YouTube briefly deleted the account of Novara Media, a left-wing independent media outlet whose journalists have appeared on the BBC and other broadcast networks.
Novara said it had been deleted “without warning or explanation”.
But YouTube told BBC News it had made a “wrong call”.
Earlier this month, a video of David Davis MP arguing against Covid passports was also removed and reinstated by the video-streaming site.
YouTube said: “Novara Media’s channel was briefly removed, after it was flagged – but upon review, it was then immediately reinstated”.
“We work quickly to review all flagged content – but with millions of hours of video uploaded on YouTube every day, on occasion we make the wrong call”

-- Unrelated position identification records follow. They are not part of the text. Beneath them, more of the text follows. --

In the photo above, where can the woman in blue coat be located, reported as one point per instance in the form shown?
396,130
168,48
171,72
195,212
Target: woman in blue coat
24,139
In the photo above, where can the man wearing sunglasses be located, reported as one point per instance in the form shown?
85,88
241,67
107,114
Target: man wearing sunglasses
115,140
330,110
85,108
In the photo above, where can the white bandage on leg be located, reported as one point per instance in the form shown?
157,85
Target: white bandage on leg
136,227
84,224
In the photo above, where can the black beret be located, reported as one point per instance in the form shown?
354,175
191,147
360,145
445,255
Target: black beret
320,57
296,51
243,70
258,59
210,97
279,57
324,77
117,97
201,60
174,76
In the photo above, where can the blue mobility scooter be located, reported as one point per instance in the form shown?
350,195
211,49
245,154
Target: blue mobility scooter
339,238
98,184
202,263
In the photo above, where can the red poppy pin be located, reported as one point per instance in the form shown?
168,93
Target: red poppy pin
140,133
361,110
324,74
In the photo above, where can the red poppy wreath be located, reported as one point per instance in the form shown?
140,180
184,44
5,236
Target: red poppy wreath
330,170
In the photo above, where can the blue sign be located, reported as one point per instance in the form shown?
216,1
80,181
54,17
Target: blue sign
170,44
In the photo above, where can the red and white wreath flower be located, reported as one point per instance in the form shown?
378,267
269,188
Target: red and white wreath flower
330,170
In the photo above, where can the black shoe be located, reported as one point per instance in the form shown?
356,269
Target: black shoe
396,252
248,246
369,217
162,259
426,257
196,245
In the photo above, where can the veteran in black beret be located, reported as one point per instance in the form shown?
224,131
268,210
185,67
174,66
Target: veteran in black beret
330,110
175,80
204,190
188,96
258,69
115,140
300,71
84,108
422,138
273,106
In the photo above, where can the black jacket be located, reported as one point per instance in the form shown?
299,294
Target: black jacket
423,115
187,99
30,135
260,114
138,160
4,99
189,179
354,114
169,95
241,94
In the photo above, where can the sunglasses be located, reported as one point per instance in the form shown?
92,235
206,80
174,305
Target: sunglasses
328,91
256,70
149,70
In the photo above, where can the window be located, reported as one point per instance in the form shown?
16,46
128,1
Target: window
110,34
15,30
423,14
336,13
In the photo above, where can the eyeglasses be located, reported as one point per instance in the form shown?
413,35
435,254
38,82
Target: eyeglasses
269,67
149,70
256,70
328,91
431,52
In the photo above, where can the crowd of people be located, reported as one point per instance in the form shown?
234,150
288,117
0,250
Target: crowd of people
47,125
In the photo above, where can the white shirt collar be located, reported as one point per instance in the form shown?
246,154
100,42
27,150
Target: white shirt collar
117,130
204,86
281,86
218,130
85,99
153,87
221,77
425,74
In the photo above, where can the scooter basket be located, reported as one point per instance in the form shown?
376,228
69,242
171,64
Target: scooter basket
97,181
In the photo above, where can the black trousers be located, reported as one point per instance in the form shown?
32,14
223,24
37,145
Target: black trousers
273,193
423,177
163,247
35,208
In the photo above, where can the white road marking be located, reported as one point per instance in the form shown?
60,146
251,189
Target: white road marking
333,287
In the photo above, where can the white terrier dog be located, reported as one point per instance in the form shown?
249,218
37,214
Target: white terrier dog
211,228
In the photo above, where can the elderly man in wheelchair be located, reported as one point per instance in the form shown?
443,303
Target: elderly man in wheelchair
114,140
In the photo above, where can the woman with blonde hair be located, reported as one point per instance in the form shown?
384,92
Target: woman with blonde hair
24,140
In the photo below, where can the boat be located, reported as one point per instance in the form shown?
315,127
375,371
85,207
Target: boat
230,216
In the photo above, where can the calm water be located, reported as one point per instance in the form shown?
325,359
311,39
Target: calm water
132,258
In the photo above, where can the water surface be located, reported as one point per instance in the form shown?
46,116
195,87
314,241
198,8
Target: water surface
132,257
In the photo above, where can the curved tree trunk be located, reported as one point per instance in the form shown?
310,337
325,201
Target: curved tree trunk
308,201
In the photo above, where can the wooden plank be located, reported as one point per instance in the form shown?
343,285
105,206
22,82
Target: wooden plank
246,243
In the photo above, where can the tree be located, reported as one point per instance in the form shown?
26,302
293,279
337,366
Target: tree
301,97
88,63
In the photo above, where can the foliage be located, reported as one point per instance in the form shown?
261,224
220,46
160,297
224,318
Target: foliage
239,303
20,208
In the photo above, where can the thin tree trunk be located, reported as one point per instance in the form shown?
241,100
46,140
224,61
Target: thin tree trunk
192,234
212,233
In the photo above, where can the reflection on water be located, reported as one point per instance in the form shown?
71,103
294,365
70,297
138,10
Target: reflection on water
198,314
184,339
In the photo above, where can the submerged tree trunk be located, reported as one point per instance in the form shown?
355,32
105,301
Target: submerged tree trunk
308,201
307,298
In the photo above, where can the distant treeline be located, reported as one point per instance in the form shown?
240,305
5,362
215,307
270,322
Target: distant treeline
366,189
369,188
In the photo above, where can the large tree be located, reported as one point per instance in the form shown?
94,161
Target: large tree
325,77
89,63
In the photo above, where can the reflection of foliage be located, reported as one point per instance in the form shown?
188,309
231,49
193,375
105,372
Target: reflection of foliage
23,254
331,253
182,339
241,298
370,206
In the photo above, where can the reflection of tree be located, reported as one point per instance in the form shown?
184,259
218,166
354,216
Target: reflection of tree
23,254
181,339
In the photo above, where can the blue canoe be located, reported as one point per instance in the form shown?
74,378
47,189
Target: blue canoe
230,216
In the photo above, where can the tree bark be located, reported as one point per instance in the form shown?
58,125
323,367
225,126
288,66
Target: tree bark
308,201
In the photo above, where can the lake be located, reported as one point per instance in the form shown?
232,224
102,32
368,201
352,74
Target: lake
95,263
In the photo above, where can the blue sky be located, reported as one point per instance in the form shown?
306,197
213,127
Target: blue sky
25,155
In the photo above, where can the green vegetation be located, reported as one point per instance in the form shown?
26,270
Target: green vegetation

But the channel’s deletion prompted Big Brother Watch, the campaign group that had originally posted the clip of Mr Davis on YouTube, to tweet: “Free speech is under attack online.”
Free speech is under attack online.
The Government’s #OnlineSafetyBill will only make this kind of censorship worse. https://t.co/wvIOeAPCqJ
— Big Brother Watch (@BigBrotherWatch) October 26, 2021
And Novara contributing editor Ash Sarkar called it “an attack on quality British journalism by an unaccountable American tech giant”.
This is an attack on quality British journalism by an unaccountable American tech giant. You might not like our politics or our personalities, but the deletion of Novara’s account is a threat to everyone #ReinstateNovara.
— Ash Sarkar (@AyoCaesar) October 26, 2021
Novara also demanded a “step-by-step” explanation of how its channel had been removed and reinstated.
The organisation, founded in 2011, added it played an important public-service role, regularly featured interviews “with politicians, human-rights campaigners, scientists and activists from around the world” and was regulated by the Independent Monitor for the Press (Impress).